Lastly, Paul concludes his thoughts in this section of his letter stating, “and straining toward what is ahead, I press on toward the goal to win the prize for which God has called me heavenward in Christ Jesus.” (Philippians 3:13b-14) I love the term “Straining ahead” in the KJV, as it refers to “Reaching forth.” The Greek word refers to an athlete throwing himself forward in a race with all his energies strained to their max. This very easily convicts me, as I know that if I went after each goal with this level of intensity, things would be much different. If you take into account having a guest to church every Sunday, it would require my best effort. The same goes for beginning my Master’s program, and having ten personal bible studies each week. The question then is raised, what stops us from doing our best? To me it is a lack of perspective, found in the previous verse; It’s all about the prize! It is so easy to forget that there is a prize attached to our pressing, and straining in Christianity. In a lot of ways it makes going after every goal worth it, when you think about what is in store of completion.

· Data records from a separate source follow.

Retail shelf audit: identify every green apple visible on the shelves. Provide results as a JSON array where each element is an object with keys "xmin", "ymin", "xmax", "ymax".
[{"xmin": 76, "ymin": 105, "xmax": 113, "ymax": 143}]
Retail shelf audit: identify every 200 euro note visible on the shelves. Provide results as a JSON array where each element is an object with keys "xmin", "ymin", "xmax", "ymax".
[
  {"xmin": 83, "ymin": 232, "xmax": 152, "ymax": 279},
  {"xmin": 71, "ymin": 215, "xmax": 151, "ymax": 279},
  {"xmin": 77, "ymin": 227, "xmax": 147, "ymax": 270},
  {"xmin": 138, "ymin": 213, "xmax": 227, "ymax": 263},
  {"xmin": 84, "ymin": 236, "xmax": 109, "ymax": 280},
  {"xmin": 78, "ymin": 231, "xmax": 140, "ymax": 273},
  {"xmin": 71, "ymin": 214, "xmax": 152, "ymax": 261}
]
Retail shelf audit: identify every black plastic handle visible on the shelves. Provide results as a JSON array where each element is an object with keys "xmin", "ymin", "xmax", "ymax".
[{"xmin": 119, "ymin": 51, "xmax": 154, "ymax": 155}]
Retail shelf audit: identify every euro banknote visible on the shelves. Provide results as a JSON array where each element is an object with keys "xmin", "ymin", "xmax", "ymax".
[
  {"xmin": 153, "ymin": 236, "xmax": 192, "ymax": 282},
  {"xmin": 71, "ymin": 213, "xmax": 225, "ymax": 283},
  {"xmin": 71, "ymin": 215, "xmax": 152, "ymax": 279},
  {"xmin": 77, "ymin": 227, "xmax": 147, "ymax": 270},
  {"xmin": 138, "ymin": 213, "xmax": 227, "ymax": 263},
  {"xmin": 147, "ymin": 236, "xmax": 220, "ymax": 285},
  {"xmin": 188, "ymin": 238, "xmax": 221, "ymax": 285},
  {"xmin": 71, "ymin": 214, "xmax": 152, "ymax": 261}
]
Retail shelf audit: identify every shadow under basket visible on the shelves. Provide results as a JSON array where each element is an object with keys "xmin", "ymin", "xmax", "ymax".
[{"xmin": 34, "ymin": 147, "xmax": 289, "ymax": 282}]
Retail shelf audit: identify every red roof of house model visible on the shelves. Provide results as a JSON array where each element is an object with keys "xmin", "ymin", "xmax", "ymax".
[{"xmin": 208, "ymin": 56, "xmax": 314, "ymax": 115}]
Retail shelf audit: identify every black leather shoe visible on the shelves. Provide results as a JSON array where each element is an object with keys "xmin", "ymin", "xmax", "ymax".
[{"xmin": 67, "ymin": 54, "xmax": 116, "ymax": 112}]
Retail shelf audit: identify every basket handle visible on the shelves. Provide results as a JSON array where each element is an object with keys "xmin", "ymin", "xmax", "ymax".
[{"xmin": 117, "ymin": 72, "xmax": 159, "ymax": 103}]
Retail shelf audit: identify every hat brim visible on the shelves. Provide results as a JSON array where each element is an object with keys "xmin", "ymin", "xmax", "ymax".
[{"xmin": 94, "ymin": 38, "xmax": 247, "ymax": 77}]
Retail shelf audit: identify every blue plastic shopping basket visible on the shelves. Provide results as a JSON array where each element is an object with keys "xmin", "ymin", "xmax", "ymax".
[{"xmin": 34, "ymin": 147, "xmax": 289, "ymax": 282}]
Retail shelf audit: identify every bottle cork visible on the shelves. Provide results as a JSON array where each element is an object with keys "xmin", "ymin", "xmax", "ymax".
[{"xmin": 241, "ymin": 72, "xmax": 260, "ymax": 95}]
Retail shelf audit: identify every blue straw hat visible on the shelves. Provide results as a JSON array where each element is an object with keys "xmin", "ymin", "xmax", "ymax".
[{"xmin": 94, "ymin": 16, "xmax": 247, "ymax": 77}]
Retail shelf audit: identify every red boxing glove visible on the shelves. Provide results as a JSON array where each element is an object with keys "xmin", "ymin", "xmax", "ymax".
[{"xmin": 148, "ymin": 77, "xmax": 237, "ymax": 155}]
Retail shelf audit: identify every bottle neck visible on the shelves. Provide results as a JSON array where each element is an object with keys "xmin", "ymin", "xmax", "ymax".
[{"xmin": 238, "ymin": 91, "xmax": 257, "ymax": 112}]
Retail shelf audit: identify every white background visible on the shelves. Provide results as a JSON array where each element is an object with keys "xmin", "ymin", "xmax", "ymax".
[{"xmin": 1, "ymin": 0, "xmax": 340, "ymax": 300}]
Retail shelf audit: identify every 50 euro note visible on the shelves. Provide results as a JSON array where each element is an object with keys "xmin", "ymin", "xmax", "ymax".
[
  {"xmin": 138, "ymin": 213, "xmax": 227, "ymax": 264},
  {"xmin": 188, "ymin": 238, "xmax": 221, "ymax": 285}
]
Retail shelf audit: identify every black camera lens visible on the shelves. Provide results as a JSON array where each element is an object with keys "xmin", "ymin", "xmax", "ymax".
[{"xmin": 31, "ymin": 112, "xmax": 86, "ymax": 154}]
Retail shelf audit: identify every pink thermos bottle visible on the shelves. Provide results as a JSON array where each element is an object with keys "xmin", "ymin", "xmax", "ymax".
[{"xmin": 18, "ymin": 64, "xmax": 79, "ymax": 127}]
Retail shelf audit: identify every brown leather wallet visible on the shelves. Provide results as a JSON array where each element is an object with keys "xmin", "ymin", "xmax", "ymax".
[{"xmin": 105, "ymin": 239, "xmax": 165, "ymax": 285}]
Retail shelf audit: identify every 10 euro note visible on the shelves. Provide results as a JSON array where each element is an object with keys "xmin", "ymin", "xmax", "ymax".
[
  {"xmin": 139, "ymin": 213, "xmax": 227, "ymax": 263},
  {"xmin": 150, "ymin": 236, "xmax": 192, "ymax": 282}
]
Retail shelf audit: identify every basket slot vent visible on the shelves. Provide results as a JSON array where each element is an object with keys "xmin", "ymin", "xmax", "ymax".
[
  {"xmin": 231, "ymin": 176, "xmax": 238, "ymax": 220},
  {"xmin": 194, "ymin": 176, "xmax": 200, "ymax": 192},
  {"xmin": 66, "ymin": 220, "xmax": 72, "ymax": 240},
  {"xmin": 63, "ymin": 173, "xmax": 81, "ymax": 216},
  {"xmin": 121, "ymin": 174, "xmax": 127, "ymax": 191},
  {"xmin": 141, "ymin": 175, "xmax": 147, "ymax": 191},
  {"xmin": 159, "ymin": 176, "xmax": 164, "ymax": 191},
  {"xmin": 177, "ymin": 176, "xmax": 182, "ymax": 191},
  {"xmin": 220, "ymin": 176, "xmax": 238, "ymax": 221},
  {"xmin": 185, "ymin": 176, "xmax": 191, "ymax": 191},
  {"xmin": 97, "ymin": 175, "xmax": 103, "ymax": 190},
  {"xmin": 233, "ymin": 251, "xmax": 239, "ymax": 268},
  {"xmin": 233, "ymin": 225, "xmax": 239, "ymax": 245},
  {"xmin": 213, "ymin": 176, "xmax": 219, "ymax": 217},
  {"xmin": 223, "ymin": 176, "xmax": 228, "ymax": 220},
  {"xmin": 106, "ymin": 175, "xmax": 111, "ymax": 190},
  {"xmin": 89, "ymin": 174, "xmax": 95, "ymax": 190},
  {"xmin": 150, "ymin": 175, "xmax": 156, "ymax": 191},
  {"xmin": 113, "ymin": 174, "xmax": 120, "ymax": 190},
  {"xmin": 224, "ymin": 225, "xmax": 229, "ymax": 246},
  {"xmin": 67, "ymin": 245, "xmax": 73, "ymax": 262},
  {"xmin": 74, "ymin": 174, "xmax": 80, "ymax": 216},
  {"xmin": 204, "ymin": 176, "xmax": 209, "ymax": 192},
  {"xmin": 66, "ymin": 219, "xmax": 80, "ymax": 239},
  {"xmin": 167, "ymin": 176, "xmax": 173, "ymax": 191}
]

This year the Las Vegas Church has its own goals as well: 1. Every member to be used by God to bear fruit 2. To double the amount of bible talks 3. For each member to read through the entire Bible 4. Every ministry established: Campus, Marrieds, Singles, Teens) When I take into account “pressing, forgetting what is behind, and straining ahead,” these goals seem very achievable. Prayerfully the church can see the example of their leadership when it comes to putting these things into practice. Paul states “All of us, then, who are mature should take such a view of things.” (Philippians 4:15) To Paul, maturity is setting goals with the right heart, and accomplishing them. “Let perseverance finish its work so that you may be mature and complete, not lacking anything.” (James 1:4) James calls us to persevere to maturity, so we are not lacking in anything. What I gather is that we must persevere through our resolutions, decisions, and goals, knowing they are all a means to an end. So what’s it going to be? What will you decide for your 2018 decisions? I hope we can each have the right heart behind whatever we decide!